25      Alors que, conformément à son sens habituel dans le langage courant, la notion de « mauvaise foi » suppose la présence d’un état d’esprit ou d’une intention malhonnête, cette notion doit être en outre comprise dans le contexte du droit des marques, qui est celui de la vie des affaires. À cet égard, le règlement (CE) no 40/94 du Conseil, du 20 décembre 1993, sur la marque communautaire (JO 1994, L 11, p. 1), le règlement (CE) no 207/2009 du Conseil, du 26 février 2009, sur la marque communautaire (JO 2009, L 78, p. 1), et le règlement 2017/1001, adoptés successivement, s’inscrivent dans un même objectif, à savoir l’établissement et le fonctionnement du marché intérieur. Les règles sur la marque de l’Union européenne visent, en particulier, à contribuer au système de la concurrence non faussée dans l’Union, dans lequel chaque entreprise doit, afin de s’attacher la clientèle par la qualité de ses produits ou de ses services, être en mesure de faire enregistrer en tant que marques des signes permettant au consommateur de distinguer sans confusion possible ces produits ou ces services de ceux qui ont une autre provenance [arrêt du 21 avril 2021, Hasbro/EUIPO – Kreativni Dogadaji (MONOPOLY), T‑663/19, EU:T:2021:211, point 32]. Par conséquent, la notion de « mauvaise foi » implique un comportement s’écartant des principes reconnus comme étant ceux entourant un comportement éthique ou des usages honnêtes en matière industrielle ou commerciale (arrêts du 7 juillet 2016, LUCEO, T‑82/14, EU:T:2016:396, point 28, et du 21 avril 2021, MONOPOLY, T‑663/19, EU:T:2021:211, point 41).

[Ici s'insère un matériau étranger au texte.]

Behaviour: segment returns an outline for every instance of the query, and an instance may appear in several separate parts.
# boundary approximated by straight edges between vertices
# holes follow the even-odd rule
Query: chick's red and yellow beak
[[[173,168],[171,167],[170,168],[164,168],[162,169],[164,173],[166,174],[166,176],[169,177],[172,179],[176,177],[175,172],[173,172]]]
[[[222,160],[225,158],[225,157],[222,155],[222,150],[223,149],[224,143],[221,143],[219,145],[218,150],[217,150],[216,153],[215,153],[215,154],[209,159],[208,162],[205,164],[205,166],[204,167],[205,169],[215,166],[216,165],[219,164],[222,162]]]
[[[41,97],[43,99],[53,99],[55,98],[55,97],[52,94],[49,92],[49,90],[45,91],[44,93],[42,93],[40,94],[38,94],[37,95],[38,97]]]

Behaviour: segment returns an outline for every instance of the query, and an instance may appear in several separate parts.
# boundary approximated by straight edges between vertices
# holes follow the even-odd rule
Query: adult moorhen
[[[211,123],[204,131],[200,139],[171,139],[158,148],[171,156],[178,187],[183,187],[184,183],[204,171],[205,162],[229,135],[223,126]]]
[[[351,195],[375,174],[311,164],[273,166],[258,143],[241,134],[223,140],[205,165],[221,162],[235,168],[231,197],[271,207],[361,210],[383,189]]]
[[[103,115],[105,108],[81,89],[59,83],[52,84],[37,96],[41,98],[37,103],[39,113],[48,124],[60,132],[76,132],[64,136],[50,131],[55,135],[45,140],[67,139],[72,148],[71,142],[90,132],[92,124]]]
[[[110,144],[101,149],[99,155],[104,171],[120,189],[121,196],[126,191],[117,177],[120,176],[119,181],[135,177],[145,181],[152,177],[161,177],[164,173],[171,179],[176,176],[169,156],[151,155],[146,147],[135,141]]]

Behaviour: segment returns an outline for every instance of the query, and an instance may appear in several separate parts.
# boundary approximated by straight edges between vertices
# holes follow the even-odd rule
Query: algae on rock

26      Afin d’apprécier si un déposant est de mauvaise foi, il convient notamment d’examiner s’il envisage d’utiliser la marque demandée. Dans ce contexte, il convient de rappeler que la fonction essentielle d’une marque consiste à garantir au consommateur ou à l’utilisateur final l’identité d’origine du produit ou du service concerné, en lui permettant de distinguer sans confusion possible ce produit ou ce service de ceux qui ont une autre provenance (arrêt du 11 juin 2009, Chocoladefabriken Lindt & Sprüngli, C‑529/07, EU:C:2009:361, point 45).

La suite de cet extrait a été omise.